Epigenetic regulation of planarian stem cells by the SET1/MLL family of histone methyltransferases.
Publication Year:
2012
PubMed ID:
23235145
Funding Grants:
Public Summary:
The role of chromatin regulation in stem cells was studied in vivo by looking at regeneration in the freshwater planarian Schmidtea mediterranea. These animals possess a high concentration of pluripotent stem cells, which are capable of restoring any damaged or lost tissues after injury or amputation. We identified S. mediterranea homologs of the SET1/MLL family of histone methyltransferases and COMPASS and COMPASS-like complex proteins and investigated their role in stem cell function during regeneration. With this work, we characterize the function of the SET1/MLL family in the context of planarian regeneration and gain insight into the role of these
enzymes in adult stem cell regulation in vivo.

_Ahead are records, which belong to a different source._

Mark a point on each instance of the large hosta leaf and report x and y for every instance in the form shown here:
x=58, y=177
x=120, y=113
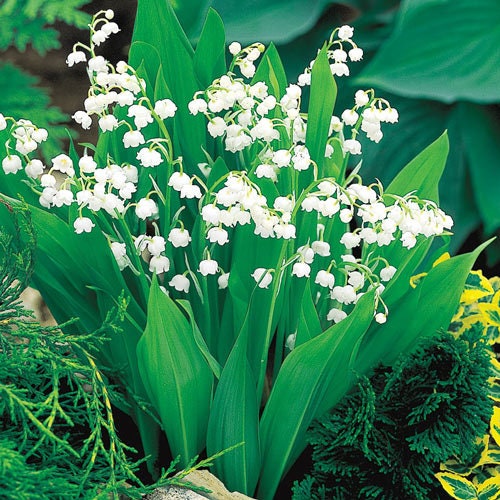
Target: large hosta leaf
x=443, y=50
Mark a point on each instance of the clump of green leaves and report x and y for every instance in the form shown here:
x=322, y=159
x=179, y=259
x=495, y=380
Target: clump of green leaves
x=387, y=438
x=58, y=434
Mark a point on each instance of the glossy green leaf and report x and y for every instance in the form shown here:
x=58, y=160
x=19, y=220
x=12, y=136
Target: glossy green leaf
x=442, y=50
x=256, y=20
x=209, y=58
x=190, y=13
x=421, y=311
x=312, y=379
x=234, y=419
x=176, y=55
x=177, y=377
x=309, y=325
x=321, y=103
x=422, y=174
x=419, y=124
x=271, y=71
x=482, y=149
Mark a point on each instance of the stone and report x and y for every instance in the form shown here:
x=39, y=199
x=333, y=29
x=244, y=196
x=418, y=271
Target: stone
x=201, y=478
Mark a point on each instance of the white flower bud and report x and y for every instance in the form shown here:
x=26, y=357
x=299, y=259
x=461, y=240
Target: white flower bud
x=179, y=237
x=132, y=139
x=336, y=315
x=165, y=108
x=119, y=251
x=223, y=281
x=34, y=168
x=12, y=164
x=180, y=282
x=345, y=32
x=387, y=273
x=146, y=208
x=324, y=278
x=83, y=225
x=263, y=277
x=217, y=235
x=208, y=266
x=159, y=264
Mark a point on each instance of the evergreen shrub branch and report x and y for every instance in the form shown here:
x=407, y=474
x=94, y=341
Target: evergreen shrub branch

(Adapted from Epigenetics 8:1, 1–2).
Scientific Abstract:
Chromatin regulation is a fundamental mechanism underlying stem cell pluripotency, differentiation, and the establishment of cell type-specific gene expression profiles. To examine the role of chromatin regulation in stem cells in vivo, we study regeneration in the freshwater planarian Schmidtea mediterranea. These animals possess a high concentration of pluripotent stem cells, which are capable of restoring any damaged or lost tissues after injury or amputation. Here, we identify the S. mediterranea homologs of the SET1/MLL family of histone methyltransferases and COMPASS and COMPASS-like complex proteins and investigate their role in stem cell function during regeneration. We identified six S. mediterranea homologs of the SET1/MLL family (set1, mll1/2, trr-1, trr-2, mll5-1 and mll5-2), characterized their patterns of expression in the animal, and examined their function by RNAi. All members of this family are expressed in the stem cell population and differentiated tissues. We show that set1, mll1/2, trr-1, and mll5-2 are required for regeneration and that set1, trr-1 and mll5-2 play roles in the regulation of mitosis. Most notably, knockdown of the planarian set1 homolog leads to stem cell depletion. A subset of planarian homologs of COMPASS and COMPASS-like complex proteins are also expressed in stem cells and implicated in regeneration, but the knockdown phenotypes suggest that some complex members also function in other aspects of planarian biology. This work characterizes the function of the SET1/MLL family in the context of planarian regeneration and provides insight into the role of these enzymes in adult stem cell regulation in vivo.